By Tom Schlichter
It’s amazing how quickly the fishing can change in the waters of Long Island Sound on up into Southern New England ad November’s page appears on the calendar. In a good year, the blues begin to thin out following Election Day until frenzied school stripers serve as the main target about ten days before Thanksgiving. In a tough year, it takes but an early gale to blow the bass out, too, leaving blackfish as the only dependable game in town. The point is: fish fast, for the season now is surely slipping away and your next great day may the last for 2018.
That isn’t to say all hope is lost. Indeed, there have been many years in which some of the best fall bassin’ throughout the region came immediately prior to Turkey Day and I have, on occasion, continued to pick keeper linesiders well into December. I’m just pointing out that now is the time to fish with urgency and pile extra fillets in the freezer in case a big nor’easter or prolonged cold snap suddenly shuts things down.

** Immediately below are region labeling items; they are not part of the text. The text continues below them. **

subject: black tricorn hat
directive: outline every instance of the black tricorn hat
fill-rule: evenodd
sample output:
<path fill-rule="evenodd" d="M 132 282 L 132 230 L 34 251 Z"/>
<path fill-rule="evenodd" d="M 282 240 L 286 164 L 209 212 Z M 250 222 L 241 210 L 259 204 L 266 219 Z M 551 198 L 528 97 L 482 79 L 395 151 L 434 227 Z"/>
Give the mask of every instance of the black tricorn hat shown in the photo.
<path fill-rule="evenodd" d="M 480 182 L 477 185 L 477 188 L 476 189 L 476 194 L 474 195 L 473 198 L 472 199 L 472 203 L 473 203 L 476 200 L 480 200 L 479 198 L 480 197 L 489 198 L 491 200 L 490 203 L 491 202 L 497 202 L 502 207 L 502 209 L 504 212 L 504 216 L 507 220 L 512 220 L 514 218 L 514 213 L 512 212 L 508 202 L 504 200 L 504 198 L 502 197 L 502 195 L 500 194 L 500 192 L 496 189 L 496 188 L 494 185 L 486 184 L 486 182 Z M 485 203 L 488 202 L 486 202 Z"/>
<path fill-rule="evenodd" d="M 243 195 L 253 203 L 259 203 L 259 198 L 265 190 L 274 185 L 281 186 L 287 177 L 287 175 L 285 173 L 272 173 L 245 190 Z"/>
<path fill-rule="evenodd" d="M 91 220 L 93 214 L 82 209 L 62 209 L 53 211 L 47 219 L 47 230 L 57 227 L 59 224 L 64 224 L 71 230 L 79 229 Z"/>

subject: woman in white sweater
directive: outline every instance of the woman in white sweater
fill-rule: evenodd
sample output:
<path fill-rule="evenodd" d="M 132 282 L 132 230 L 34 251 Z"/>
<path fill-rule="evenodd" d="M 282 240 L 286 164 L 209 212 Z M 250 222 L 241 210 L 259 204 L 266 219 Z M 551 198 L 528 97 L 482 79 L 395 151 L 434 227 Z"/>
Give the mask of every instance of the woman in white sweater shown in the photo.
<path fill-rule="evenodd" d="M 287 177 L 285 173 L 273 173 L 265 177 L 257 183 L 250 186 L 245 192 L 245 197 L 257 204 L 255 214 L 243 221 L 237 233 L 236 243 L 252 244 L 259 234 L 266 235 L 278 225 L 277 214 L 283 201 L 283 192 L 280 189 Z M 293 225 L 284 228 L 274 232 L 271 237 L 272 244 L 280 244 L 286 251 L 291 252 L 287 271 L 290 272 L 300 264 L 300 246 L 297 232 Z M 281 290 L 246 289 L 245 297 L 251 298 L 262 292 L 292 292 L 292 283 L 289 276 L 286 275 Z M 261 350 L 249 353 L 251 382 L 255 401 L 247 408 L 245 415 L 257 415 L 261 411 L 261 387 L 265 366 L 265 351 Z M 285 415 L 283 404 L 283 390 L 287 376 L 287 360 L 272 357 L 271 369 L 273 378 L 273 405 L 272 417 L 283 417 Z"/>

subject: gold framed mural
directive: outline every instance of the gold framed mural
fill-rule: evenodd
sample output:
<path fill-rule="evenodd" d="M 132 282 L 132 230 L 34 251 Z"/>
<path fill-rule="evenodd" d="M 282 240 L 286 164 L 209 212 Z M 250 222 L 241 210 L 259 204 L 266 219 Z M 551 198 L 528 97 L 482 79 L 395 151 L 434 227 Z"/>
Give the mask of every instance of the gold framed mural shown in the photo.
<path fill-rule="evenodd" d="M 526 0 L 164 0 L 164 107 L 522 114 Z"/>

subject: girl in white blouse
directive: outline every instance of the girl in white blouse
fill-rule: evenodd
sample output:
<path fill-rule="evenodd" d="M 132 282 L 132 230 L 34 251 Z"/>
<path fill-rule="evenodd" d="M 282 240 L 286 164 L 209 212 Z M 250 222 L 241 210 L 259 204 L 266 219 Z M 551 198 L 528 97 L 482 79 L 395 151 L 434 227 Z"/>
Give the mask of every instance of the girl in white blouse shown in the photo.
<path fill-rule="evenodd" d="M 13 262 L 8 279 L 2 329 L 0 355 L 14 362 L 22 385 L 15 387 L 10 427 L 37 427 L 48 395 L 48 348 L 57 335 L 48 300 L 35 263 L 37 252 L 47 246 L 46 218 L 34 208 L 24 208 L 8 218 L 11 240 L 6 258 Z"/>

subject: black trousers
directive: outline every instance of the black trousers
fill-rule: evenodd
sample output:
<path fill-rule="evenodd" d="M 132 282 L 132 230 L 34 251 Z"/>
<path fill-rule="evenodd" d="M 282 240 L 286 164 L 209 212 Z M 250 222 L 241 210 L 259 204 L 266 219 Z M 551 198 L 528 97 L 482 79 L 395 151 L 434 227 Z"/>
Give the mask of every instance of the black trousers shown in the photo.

As with October, stripers should continue on parade though month’s end, inhaling poppers, bottle plugs, swim shads and tins along the beaches. With far fewer bluefish in the mix, however, the bass should now be easier to isolate and will generally show more enthusiasm toward lures cast from shore. Look for schools of linesiders ranging from rats to ‘teeners to swing around points on rising tides and then trap baitfish up tight against shoreline coves as the ebb begins. Most of the near-shore bass to be caught will measure 16- to 28-inches so lighten up on your gear if you feel so inclined. Out in the deeper waters of the Middle Grounds in Long Island Sound, and throughout Block Island and Fishers Island sounds, diamond jigging can see tremendous scores with bass patrolling the entire water column but the biggest ones holding deep.

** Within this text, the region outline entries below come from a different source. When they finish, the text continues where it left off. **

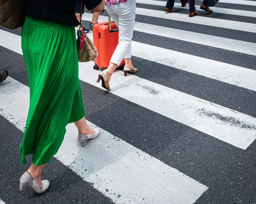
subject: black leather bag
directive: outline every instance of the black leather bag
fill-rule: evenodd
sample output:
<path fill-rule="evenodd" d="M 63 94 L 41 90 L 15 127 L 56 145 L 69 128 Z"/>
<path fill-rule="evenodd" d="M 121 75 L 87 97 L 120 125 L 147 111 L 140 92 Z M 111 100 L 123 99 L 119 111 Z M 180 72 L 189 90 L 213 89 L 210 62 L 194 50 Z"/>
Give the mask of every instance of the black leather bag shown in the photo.
<path fill-rule="evenodd" d="M 212 7 L 216 4 L 219 0 L 208 0 L 207 2 L 207 5 Z"/>

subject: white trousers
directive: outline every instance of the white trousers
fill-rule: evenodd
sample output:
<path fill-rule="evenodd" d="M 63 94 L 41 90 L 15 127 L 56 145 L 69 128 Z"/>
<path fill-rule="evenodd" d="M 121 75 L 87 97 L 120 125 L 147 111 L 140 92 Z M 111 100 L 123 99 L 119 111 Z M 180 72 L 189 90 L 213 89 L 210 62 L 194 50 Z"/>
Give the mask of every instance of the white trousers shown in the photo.
<path fill-rule="evenodd" d="M 123 58 L 131 57 L 131 39 L 135 23 L 135 0 L 106 6 L 107 11 L 119 28 L 118 45 L 110 62 L 119 66 Z"/>

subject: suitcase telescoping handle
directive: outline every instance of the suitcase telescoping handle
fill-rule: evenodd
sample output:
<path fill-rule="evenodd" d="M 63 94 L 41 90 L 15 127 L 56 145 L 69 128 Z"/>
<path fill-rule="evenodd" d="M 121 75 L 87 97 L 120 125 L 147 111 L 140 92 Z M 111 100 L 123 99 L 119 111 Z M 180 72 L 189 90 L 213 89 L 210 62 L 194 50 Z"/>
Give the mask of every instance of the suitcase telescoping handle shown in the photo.
<path fill-rule="evenodd" d="M 105 24 L 105 25 L 109 25 L 109 32 L 116 32 L 117 31 L 119 31 L 119 29 L 118 28 L 116 28 L 115 29 L 111 29 L 111 23 L 113 23 L 114 21 L 111 21 L 111 18 L 110 18 L 110 16 L 108 15 L 108 22 Z"/>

While the surface continues to boil with stripers and some huge remaining blues, bottom action with blackfish reaches its zenith this month. Sure, the fishing was fun a few weeks ago when bottom bouncers could hammer the ‘tog in 15- to 25-foot depths, but now that the action has shifted to between 40 and 80 feet of water, bigger fish are likely to come into play. As always, you’ll find the best blackfish action setting up over rocky or obstructed bottom. As such, any prominent point can offer a good start. Line up the slope where juts out to sea and then back out to an appropriate depth. Use your electronics and Navionics charts to locate submerged boulders or rubble piles whenever possible.
That light jigging for tautog sure was fun last month, but now the time has come to beef up your gear as you greet the bulldogs in the deep water with strong currents. Set up with a heavier meat stick that can handle 30-pound test mono or 60-pound test braided lines and 6 to 10 ounces of lead, a. The move to deeper water also brings green crabs to the forefront as the premiere blackfish bait of late fall. Sure, Asian crabs, fiddlers and even calicos will continue to catch far off the beach but the deeper you go the better the tough-shelled, meaty greenies will hold up against the raps of smaller blackfish, sea bass and bergalls. Wait out all the little taps and set up hard and fast on substantial tugs. If you keep losing baits, fish a small greenie whole with the shell still intact.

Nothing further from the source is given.